Freshness is an obsession to the Japanese, especially in seafood. The final plot twist turns on this and could be easily underappreciated. New Year's Day is one of the biggest holidays in Japan. Extended families get together for a feast of sushi, sashimi, and other delicacies--all of which must be as fresh as is humanly possible. The supermarket trade is dependent on its ability to provide the freshest seafood and produce right up to the big day.
Consensus is essential to Japanese deal making. While North Americans like to hammer out a deal in undisguised combat, the Japanese prefer to reach a consensus where everyone saves face. Deal making is just as ruthless as it is here, however; it's conducted in a passive-aggressive style that stymies many Western businessmen and diplomats. Witness American attempts to negotiate the opening of Japanese markets. Nuance is everything.
Efficiency is not always what it seems. The Japanese are in many areas--notably assembly-line work--the most efficient people in the world. But there are some arenas in which tradition and aesthetics reign supreme. Food preparation is one of these areas. Who else would build restaurants dedicated to blowfish sashimi, a fantastically expensive delicacy, arrayed on the plate in exquisitely cut patterns--when a slight mistake in removing the entrails will poison and kill the hapless gourmet? This happens many times a year. Japanese moms expend enormous amounts of time creating perfect school lunches, replete with little Jell-O animals and gaily patterned rice balls. For years rice was coated with talcum powder to give it an attractive sheen in the market, until the talc was finally linked to a high incidence of stomach cancer. In Tampopo, eating a simple bowl of udon noodles becomes an ecstatic, multisensory experience. Since seeing that film, I have never approached udon without a sense of awe.
While Japan is rightfully lauded for its low rate of personal crimes--like burglary, assault, and murder--it is, like many Asian nations, steeped in a tradition of bribery, petty corruption, and cronyism that is difficult to root out. In the U.S. Navy, the term comshaw is a bastardization of a word that essentially means to take military equipment and trade it for favors. Sailors don't "steal" flight jackets, tools, or food--they comshaw them. There is a lot of comshaw going down in Honest Goro's.

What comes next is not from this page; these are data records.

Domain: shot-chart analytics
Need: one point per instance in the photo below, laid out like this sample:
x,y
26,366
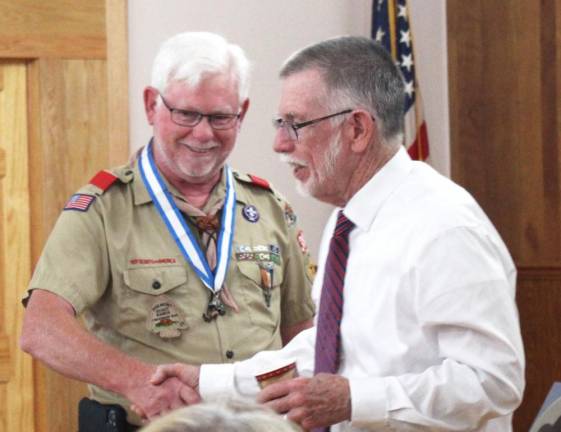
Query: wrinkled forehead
x,y
302,92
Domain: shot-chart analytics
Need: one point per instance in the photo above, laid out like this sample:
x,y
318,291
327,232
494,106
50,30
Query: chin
x,y
303,189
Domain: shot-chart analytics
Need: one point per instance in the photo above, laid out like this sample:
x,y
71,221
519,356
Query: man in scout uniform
x,y
174,257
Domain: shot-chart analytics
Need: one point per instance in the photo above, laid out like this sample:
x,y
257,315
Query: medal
x,y
181,233
266,270
250,213
215,307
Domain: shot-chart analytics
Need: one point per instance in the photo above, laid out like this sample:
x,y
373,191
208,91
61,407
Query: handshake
x,y
310,402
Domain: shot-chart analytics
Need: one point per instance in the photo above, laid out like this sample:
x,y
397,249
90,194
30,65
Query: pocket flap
x,y
155,280
252,270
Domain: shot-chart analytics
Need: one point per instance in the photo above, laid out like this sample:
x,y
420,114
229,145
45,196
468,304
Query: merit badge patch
x,y
250,213
302,242
289,215
165,320
79,202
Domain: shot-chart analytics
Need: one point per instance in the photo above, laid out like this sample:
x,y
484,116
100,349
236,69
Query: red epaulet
x,y
103,180
259,182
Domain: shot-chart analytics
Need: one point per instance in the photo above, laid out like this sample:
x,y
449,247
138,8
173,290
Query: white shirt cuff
x,y
368,401
216,381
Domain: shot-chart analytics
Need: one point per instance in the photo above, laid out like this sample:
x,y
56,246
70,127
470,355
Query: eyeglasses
x,y
193,118
291,128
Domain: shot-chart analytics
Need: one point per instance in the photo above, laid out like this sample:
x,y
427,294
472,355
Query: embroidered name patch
x,y
79,202
259,253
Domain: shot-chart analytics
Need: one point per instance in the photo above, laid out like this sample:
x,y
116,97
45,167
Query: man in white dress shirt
x,y
430,337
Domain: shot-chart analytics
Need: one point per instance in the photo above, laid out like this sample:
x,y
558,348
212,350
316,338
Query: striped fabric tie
x,y
328,334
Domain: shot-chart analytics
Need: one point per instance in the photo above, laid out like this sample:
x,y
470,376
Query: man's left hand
x,y
322,400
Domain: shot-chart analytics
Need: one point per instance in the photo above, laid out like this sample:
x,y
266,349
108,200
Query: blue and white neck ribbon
x,y
179,230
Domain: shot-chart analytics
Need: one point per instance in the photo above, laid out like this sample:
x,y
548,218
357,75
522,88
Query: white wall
x,y
269,31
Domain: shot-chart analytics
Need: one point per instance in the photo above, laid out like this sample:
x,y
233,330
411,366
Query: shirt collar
x,y
367,202
142,196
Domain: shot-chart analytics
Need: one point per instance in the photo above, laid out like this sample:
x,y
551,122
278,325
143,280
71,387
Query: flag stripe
x,y
391,28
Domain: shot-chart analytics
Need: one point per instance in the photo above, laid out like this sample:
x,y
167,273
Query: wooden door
x,y
505,110
63,116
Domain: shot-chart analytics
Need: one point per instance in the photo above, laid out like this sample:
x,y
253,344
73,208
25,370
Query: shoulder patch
x,y
103,180
80,202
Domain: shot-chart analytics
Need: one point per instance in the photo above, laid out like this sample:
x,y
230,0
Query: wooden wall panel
x,y
69,143
503,128
539,300
54,28
505,113
18,396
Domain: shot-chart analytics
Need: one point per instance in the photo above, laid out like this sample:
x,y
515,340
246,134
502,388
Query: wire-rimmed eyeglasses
x,y
218,121
291,128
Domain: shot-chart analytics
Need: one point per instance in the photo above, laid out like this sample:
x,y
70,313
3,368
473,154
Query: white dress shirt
x,y
430,331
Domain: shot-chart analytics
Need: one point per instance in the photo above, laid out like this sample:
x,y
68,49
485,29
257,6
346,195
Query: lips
x,y
200,149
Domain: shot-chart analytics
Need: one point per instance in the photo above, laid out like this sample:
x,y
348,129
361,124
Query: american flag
x,y
390,27
80,202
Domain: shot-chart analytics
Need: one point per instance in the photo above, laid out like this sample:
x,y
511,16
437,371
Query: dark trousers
x,y
96,417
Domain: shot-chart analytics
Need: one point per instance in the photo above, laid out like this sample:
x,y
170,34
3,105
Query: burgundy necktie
x,y
328,337
328,332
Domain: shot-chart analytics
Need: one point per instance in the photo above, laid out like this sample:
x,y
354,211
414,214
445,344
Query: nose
x,y
282,143
202,131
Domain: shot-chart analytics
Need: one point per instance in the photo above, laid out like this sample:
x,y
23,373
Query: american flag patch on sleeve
x,y
79,202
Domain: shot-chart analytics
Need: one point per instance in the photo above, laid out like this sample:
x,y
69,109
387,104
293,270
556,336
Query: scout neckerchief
x,y
181,233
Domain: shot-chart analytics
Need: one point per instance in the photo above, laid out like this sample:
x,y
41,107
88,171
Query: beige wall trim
x,y
57,28
4,359
117,80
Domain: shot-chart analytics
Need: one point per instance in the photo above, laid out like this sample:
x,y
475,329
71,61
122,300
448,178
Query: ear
x,y
362,128
150,101
245,107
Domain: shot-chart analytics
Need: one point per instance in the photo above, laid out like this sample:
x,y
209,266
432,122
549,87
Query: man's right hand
x,y
188,375
152,398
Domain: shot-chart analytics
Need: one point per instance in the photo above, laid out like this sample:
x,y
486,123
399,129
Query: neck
x,y
196,194
367,166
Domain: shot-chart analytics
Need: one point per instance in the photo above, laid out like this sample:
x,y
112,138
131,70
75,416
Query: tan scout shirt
x,y
118,265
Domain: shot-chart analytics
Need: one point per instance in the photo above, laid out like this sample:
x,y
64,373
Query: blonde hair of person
x,y
226,416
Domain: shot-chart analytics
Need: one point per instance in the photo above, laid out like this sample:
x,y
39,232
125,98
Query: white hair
x,y
226,416
188,56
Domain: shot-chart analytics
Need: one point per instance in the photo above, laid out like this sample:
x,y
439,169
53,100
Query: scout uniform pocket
x,y
260,282
154,300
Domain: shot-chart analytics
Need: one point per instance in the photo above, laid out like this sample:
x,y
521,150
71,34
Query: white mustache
x,y
197,146
291,160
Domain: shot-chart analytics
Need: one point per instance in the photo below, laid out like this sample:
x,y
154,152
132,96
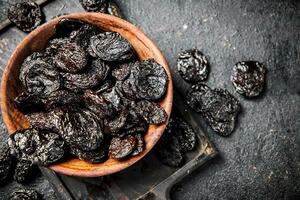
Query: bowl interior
x,y
36,41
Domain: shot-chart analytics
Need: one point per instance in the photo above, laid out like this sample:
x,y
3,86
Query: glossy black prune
x,y
38,76
192,65
25,194
5,163
152,112
218,106
91,77
121,148
248,78
95,5
111,46
25,15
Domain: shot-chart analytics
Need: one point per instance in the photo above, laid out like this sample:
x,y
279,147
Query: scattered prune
x,y
148,80
192,65
5,163
25,194
218,106
39,77
122,71
25,15
152,112
111,46
121,148
90,78
23,171
95,5
248,78
114,9
70,57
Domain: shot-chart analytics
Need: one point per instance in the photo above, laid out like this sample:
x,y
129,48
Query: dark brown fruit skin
x,y
218,106
121,148
95,5
248,78
25,194
152,112
26,15
111,46
6,161
192,66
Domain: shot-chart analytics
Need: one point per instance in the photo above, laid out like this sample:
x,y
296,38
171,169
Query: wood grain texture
x,y
36,41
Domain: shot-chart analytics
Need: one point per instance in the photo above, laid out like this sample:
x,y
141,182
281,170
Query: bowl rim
x,y
120,165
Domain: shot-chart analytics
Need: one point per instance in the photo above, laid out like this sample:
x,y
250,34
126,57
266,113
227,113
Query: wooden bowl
x,y
36,41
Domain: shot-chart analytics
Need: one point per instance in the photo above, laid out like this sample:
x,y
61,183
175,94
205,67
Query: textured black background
x,y
261,159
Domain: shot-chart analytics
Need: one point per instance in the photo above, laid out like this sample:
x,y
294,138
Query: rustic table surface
x,y
261,159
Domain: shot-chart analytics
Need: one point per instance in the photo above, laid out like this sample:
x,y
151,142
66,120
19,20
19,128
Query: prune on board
x,y
95,5
152,112
79,127
148,80
91,77
114,9
248,78
192,65
6,161
98,104
38,76
25,15
70,57
23,171
25,194
121,148
111,46
218,106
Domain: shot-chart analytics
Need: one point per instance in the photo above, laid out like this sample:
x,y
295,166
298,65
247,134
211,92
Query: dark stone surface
x,y
261,159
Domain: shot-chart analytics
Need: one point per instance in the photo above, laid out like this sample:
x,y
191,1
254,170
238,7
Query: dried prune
x,y
152,112
25,15
248,78
218,106
78,127
39,77
91,77
114,9
23,171
192,65
5,162
148,80
94,5
25,194
70,57
111,46
121,148
122,71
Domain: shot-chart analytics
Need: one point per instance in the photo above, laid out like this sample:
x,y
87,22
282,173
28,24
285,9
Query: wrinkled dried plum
x,y
25,15
111,46
5,162
114,9
98,104
39,77
152,112
25,194
248,78
94,5
218,106
148,80
23,171
122,71
70,57
192,65
91,77
121,148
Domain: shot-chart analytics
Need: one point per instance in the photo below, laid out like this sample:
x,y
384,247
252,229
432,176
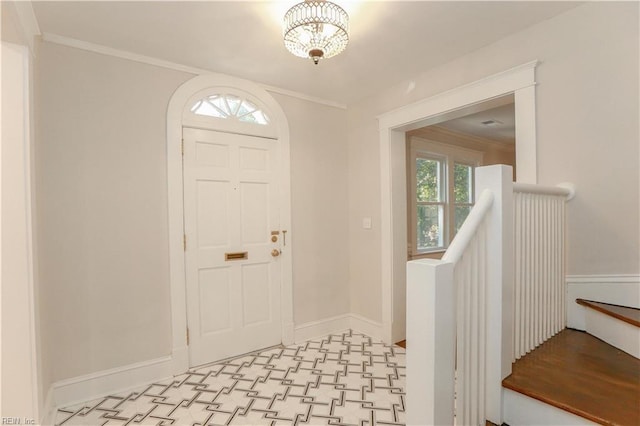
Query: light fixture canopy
x,y
316,29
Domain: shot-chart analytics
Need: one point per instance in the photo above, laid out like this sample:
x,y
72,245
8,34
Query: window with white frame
x,y
441,193
227,106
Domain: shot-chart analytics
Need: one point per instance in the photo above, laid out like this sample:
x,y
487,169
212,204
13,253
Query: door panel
x,y
231,208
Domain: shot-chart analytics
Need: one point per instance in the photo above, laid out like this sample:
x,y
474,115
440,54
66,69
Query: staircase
x,y
579,378
487,323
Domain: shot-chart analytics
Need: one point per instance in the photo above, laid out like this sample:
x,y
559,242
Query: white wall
x,y
319,195
19,364
101,172
22,393
102,209
587,129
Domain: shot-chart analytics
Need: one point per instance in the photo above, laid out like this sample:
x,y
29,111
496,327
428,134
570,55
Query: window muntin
x,y
430,203
441,192
463,193
227,106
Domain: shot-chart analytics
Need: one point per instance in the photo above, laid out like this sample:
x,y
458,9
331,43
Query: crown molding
x,y
131,56
28,22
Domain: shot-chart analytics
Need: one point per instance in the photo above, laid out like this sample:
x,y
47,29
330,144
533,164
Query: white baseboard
x,y
364,325
616,289
117,380
48,413
122,379
337,324
313,329
519,409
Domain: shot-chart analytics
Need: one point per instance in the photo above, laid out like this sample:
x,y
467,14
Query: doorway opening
x,y
218,122
519,83
441,162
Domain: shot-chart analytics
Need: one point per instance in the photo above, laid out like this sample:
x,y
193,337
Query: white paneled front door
x,y
231,216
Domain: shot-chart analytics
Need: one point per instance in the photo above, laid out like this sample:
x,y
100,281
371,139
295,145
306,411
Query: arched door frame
x,y
177,104
518,81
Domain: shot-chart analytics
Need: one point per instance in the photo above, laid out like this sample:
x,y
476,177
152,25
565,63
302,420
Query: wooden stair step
x,y
623,313
583,375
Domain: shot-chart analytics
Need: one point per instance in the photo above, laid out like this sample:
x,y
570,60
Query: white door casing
x,y
232,264
178,115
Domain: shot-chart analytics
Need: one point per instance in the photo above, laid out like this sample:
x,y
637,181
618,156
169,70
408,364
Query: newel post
x,y
431,334
499,345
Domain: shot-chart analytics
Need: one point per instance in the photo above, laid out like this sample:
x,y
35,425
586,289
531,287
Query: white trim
x,y
28,23
113,381
175,110
123,54
315,329
615,332
600,279
622,289
519,81
49,410
520,409
365,326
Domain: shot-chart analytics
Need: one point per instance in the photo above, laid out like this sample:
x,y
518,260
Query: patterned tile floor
x,y
342,379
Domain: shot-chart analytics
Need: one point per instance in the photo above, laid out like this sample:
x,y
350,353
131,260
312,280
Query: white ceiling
x,y
503,131
390,41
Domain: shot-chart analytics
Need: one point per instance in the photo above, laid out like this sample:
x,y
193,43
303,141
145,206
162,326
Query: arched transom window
x,y
230,107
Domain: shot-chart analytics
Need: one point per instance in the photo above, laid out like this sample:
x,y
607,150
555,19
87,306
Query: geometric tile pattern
x,y
343,379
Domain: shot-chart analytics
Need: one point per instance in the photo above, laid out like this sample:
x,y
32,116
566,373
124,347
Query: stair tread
x,y
623,313
579,373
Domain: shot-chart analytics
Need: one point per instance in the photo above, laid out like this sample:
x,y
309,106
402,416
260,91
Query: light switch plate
x,y
366,222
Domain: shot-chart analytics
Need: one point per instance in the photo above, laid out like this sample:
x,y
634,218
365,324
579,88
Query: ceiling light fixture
x,y
316,29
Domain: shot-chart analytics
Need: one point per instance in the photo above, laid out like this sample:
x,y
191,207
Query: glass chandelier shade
x,y
316,29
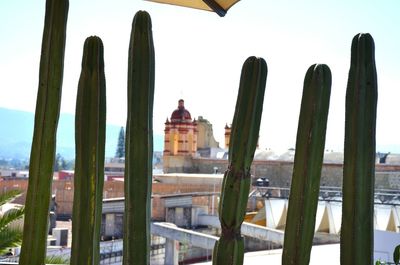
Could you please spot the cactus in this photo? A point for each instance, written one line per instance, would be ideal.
(139, 142)
(356, 243)
(33, 250)
(308, 159)
(90, 126)
(229, 249)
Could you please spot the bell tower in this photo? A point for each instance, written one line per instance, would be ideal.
(180, 138)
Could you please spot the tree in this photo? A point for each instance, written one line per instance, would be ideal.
(10, 235)
(121, 144)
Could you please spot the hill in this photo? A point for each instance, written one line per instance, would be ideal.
(17, 130)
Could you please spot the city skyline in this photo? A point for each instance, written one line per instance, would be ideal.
(199, 57)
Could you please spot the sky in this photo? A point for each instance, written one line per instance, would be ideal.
(199, 56)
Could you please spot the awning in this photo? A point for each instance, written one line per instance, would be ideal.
(218, 6)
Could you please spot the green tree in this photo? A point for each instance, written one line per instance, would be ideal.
(121, 144)
(10, 236)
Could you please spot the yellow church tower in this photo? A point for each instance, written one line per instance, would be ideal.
(180, 133)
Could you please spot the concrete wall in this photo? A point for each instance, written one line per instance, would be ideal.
(279, 173)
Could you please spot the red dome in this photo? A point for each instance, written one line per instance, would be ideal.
(181, 114)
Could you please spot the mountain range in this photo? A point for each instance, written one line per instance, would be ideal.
(16, 130)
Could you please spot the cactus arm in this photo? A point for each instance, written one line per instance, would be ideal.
(229, 249)
(139, 142)
(90, 126)
(308, 159)
(34, 241)
(359, 154)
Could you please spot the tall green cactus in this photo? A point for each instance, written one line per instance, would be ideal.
(139, 142)
(90, 126)
(359, 154)
(308, 159)
(41, 163)
(229, 249)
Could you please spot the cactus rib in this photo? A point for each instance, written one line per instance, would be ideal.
(308, 159)
(229, 249)
(139, 142)
(359, 154)
(34, 242)
(90, 123)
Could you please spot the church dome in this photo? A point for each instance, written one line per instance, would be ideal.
(181, 114)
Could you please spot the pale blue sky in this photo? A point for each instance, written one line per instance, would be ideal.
(199, 57)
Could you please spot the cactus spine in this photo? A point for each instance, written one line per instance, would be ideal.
(359, 154)
(229, 249)
(308, 159)
(90, 123)
(41, 163)
(139, 142)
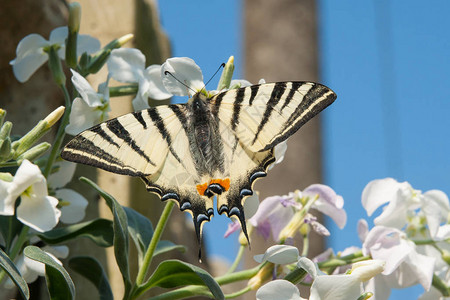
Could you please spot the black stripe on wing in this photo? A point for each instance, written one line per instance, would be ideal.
(82, 150)
(316, 99)
(159, 123)
(277, 92)
(116, 127)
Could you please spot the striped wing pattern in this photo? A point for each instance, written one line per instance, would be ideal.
(157, 145)
(265, 115)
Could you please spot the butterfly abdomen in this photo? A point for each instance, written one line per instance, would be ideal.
(204, 138)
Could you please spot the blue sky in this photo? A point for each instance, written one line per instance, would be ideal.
(388, 62)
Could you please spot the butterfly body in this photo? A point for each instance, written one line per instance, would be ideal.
(217, 146)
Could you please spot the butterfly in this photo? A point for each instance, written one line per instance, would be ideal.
(210, 146)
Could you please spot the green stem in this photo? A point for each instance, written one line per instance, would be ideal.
(60, 134)
(305, 245)
(154, 242)
(184, 292)
(238, 293)
(21, 240)
(191, 291)
(237, 260)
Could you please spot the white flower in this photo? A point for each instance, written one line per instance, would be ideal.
(278, 289)
(73, 204)
(31, 269)
(89, 109)
(324, 287)
(37, 209)
(402, 202)
(279, 254)
(345, 286)
(404, 265)
(128, 65)
(31, 52)
(186, 78)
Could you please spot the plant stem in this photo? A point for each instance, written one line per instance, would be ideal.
(237, 260)
(154, 242)
(60, 134)
(22, 238)
(238, 293)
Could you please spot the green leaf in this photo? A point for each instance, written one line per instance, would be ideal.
(10, 269)
(173, 273)
(140, 229)
(10, 228)
(100, 231)
(166, 246)
(90, 268)
(59, 283)
(120, 225)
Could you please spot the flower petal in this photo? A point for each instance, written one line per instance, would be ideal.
(126, 65)
(63, 176)
(39, 213)
(185, 70)
(82, 116)
(6, 203)
(88, 44)
(155, 87)
(30, 56)
(83, 87)
(278, 289)
(279, 254)
(378, 192)
(75, 211)
(435, 205)
(329, 203)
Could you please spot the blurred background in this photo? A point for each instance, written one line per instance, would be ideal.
(388, 62)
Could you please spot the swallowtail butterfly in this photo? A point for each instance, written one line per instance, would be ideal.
(217, 146)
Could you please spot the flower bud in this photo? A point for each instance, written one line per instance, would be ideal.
(34, 152)
(5, 130)
(227, 74)
(446, 256)
(2, 116)
(37, 132)
(54, 116)
(365, 296)
(6, 177)
(54, 63)
(74, 17)
(5, 149)
(74, 27)
(264, 274)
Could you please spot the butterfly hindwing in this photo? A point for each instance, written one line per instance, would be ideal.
(217, 146)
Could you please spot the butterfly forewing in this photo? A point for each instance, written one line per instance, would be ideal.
(264, 115)
(190, 158)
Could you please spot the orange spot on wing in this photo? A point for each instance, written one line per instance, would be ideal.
(201, 188)
(225, 183)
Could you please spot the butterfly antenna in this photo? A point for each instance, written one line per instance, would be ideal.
(173, 76)
(222, 65)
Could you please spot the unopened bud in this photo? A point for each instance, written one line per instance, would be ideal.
(446, 256)
(74, 27)
(5, 131)
(2, 116)
(6, 177)
(54, 63)
(5, 149)
(37, 132)
(34, 152)
(264, 274)
(365, 296)
(54, 116)
(227, 74)
(74, 17)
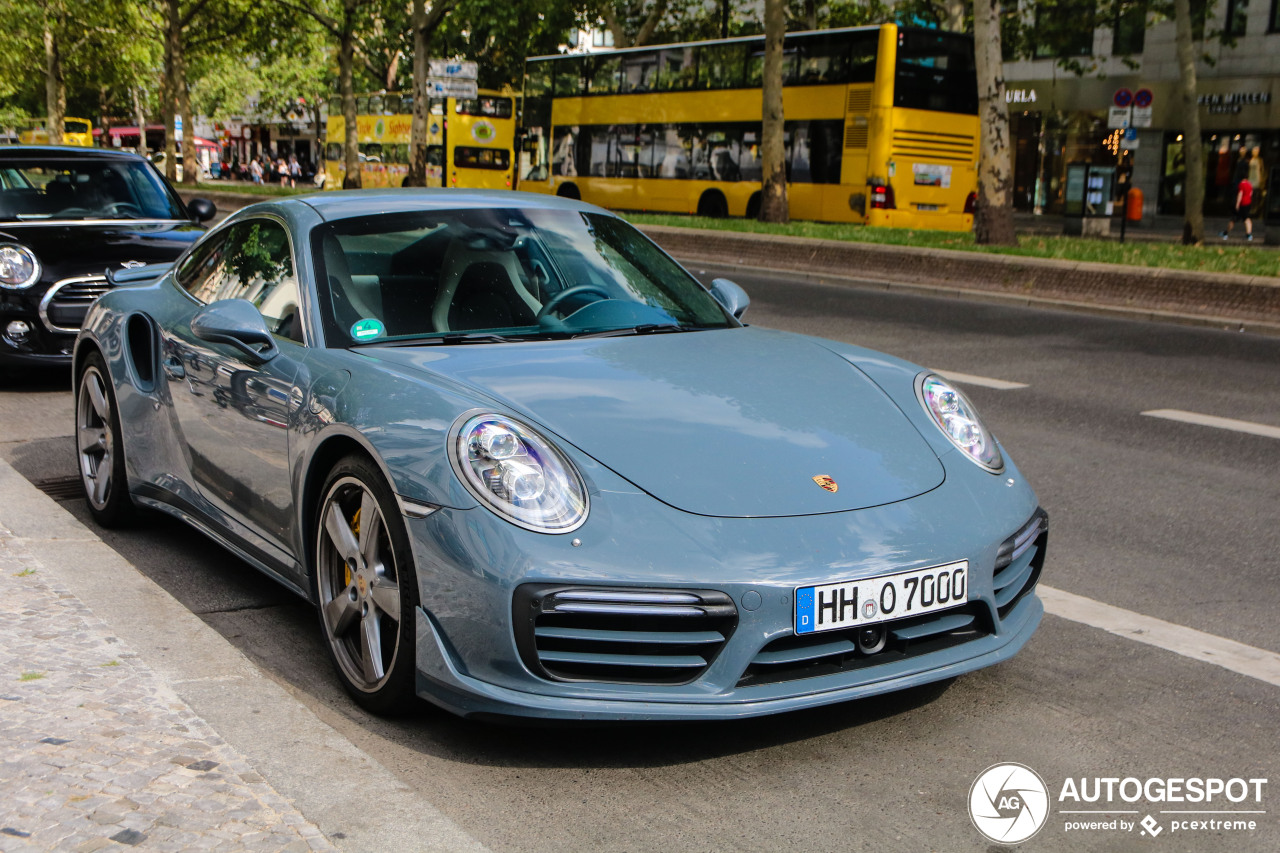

In a recent interview, Itami--whose face was slashed by Japanese mobsters shortly after the release of his 1992 film Minbo--Or, The Gentle Art of Japanese Extortion--spoke provocatively about this pervasive corruption: "Japanese people lack principles. Western society is based on the Christian identity. There is a set of rules to protect. But in Japan, everything is based on relationships, and relationships change."1 At a time when many Americans are inclined to give up an ethics based on "rules" for an ethics based on "relationships," Itami's comments are not without interest.
For a Christian audience, Supermarket Woman raises some interesting ethical questions. What would a Christian supermarket look like, and how would it be different from any other? Certainly the meat would not be repackaged, redated, and sold as fresh. The employees would not be comshawing meat and fish to pad their paychecks; that's obvious. But what about the hyperbolic ads and other practices taken for granted in the world of American business? And, more difficult still, what about the system in which the supermarket industry is embedded? To what extent, for instance, would the workers at a Christian market be involved in the decision-making processes that shape their lives?
Supermarket Woman explores these issues from a Japanese perspective, offering an accessible glimpse into an ancient society facing the latest in a long series of painful adjustments to the realities of a changing world. "East is East," Kipling pontificated, "and West is West, and ne'er the twain shall meet." Juzo Itami, for those who care to take note, proves him wrong.
1. Michael A. Lev, "In a Culture That Values Conformity, Two Japanese Social Critics Speak Up," Chicago Tribune, June 12, 1997.